Our new production of Drowning the Innocence has sparked a new research venture, a collaboration between Cambridge University Literature, and Birmingham.
The trigger and beyond: occupying and addressing states of psychopathology in the theatre
Stimulated by _underscore’s exploration of theatrical fantasy through the Pierrot, this research project is interested in how different modes of theatricalization may enable an expression of text which affords possibilities for the audience, possibilities which involve experiential engagement with mental health
It looks at the relationship between creative realisation in performance, literary text, and spaces of therapy so contributing to research in English Literature, Psychopathology and artistic excellence in opera.
How do we grow in understanding and awareness and tolerance of mental health conditions that are often comorbid with other diagnostic conditions?
Education is huge.
So too is experience.
In the Pierrot find an experiential encounter with illusion, and the recurring coming down to reality. We invite the audience into the space, a space of beauty and fantasy, in order to experience this journey.
There has been much in recent literature and criticism around ‘trigger warnings’, and the relative duty falling to the creative team in the way they engage with their material. This raises questions of what it is to invite an audience into an artistic ‘safe’ space and where prior-education, perhaps in the form of warnings, shapes the ‘responsibility’ of the audiences encounter with the theatre space.
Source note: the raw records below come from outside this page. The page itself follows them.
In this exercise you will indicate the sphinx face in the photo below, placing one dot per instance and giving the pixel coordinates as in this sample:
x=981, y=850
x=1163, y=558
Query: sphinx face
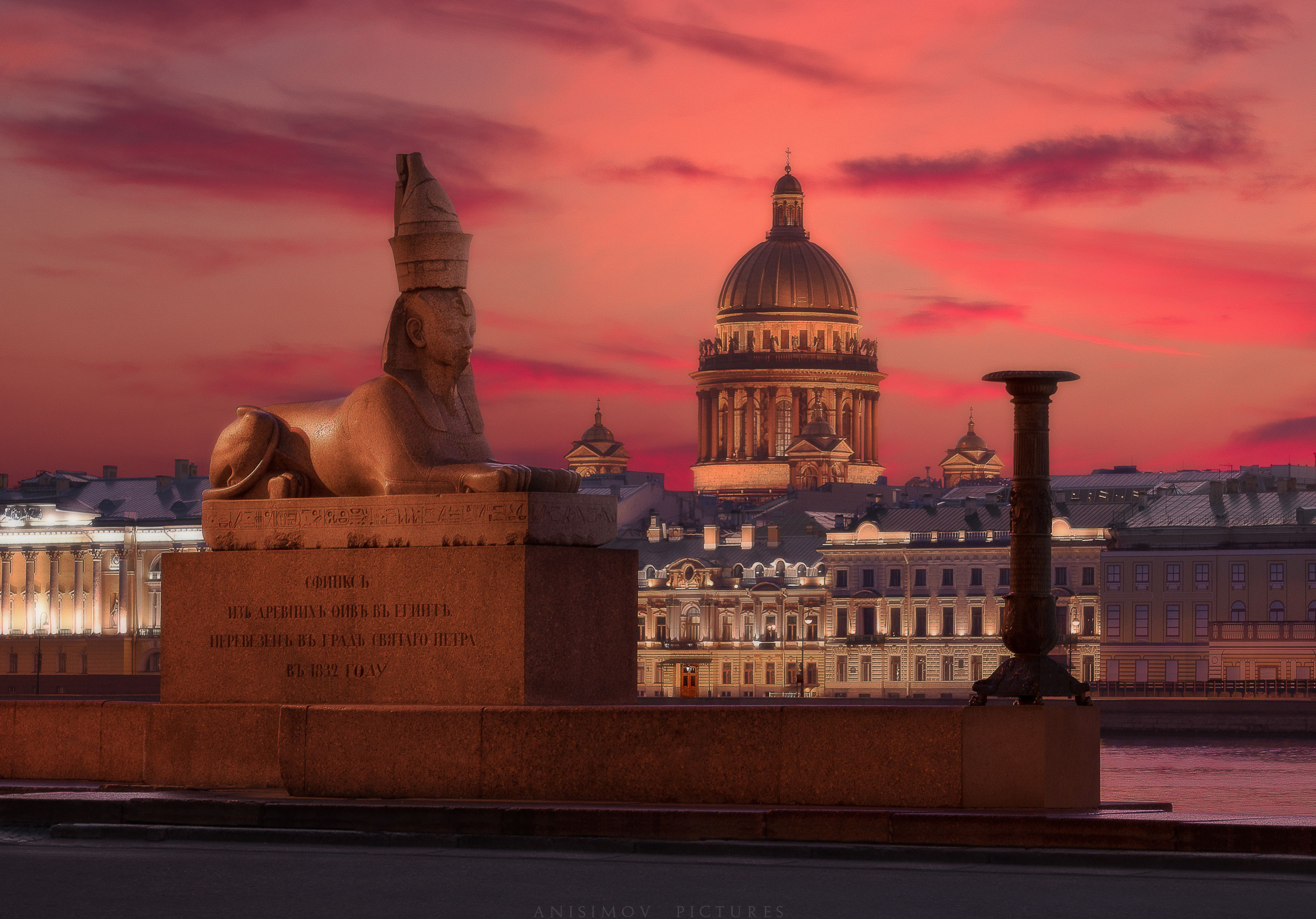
x=441, y=326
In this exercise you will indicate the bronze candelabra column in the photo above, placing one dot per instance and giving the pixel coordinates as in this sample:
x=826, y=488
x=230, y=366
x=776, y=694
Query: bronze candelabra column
x=1028, y=626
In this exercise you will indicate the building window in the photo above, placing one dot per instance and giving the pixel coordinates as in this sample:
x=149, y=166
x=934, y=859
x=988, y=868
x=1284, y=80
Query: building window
x=1172, y=577
x=784, y=420
x=1113, y=620
x=1277, y=576
x=1141, y=577
x=1239, y=576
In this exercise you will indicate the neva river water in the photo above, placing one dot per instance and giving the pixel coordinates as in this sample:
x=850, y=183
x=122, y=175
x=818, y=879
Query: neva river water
x=1212, y=773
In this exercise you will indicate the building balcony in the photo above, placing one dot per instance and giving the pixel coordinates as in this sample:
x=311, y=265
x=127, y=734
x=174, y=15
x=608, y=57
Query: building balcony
x=789, y=361
x=1263, y=631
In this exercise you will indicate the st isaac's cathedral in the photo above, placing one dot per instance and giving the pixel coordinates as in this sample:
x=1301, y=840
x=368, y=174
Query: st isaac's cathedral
x=788, y=389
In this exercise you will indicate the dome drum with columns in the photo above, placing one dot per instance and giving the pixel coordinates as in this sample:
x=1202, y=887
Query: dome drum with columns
x=788, y=387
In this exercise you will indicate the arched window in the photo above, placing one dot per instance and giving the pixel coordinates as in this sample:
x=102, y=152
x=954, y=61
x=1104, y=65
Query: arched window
x=784, y=427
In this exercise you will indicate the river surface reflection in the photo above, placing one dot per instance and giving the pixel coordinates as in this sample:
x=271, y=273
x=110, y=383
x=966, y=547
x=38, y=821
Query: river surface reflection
x=1212, y=773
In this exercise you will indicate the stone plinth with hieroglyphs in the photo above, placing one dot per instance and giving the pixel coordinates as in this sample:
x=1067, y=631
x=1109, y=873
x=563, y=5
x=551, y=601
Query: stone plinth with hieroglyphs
x=411, y=521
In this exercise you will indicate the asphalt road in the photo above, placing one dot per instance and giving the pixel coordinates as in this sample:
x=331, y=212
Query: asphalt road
x=95, y=879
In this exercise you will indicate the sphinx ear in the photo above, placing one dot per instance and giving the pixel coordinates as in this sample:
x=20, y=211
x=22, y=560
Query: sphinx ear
x=416, y=331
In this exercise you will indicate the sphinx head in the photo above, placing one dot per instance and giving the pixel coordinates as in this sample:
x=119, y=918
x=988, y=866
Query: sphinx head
x=431, y=331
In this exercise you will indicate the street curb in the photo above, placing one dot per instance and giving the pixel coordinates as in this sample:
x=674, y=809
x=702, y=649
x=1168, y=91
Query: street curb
x=1045, y=857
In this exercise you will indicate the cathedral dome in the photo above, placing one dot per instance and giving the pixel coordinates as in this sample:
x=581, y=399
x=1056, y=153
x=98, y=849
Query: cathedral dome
x=788, y=273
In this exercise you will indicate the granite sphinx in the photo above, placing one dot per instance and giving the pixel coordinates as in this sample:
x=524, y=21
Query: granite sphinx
x=414, y=431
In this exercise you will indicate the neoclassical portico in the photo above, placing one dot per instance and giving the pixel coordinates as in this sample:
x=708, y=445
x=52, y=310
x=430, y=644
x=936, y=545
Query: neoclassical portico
x=786, y=353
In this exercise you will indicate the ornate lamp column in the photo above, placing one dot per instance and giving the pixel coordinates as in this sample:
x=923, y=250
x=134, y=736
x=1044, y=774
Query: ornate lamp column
x=1028, y=626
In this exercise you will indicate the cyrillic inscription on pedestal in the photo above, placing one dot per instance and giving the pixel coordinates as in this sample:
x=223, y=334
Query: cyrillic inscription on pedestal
x=424, y=626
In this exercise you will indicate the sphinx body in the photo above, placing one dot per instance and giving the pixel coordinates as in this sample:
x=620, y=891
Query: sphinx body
x=416, y=428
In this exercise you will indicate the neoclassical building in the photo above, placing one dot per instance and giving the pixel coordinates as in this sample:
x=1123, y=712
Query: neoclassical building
x=598, y=452
x=788, y=387
x=970, y=460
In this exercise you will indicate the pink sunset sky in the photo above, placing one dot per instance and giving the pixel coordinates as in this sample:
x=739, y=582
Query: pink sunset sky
x=198, y=198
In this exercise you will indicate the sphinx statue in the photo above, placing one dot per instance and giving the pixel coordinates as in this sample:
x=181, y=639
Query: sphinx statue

This research project challenges – not the content – but the terms on which this discussion is being had. By its very nature theatrical form can engage very deeply without harnessing a relationship with their audience even capable of triggering.
Trigger implies both a separatism, and indicates a causality; there needs to be the triggerer (the actor, stagecraft, text) and the triggered (audience recipients).
This research project, and creative exploration of the Pierrot works from the premise that trigger is the wrong word, for it is a matter of cause and effect, where we play in cause and affect.
Partnership between _underscore and Cambridge University English Faculty.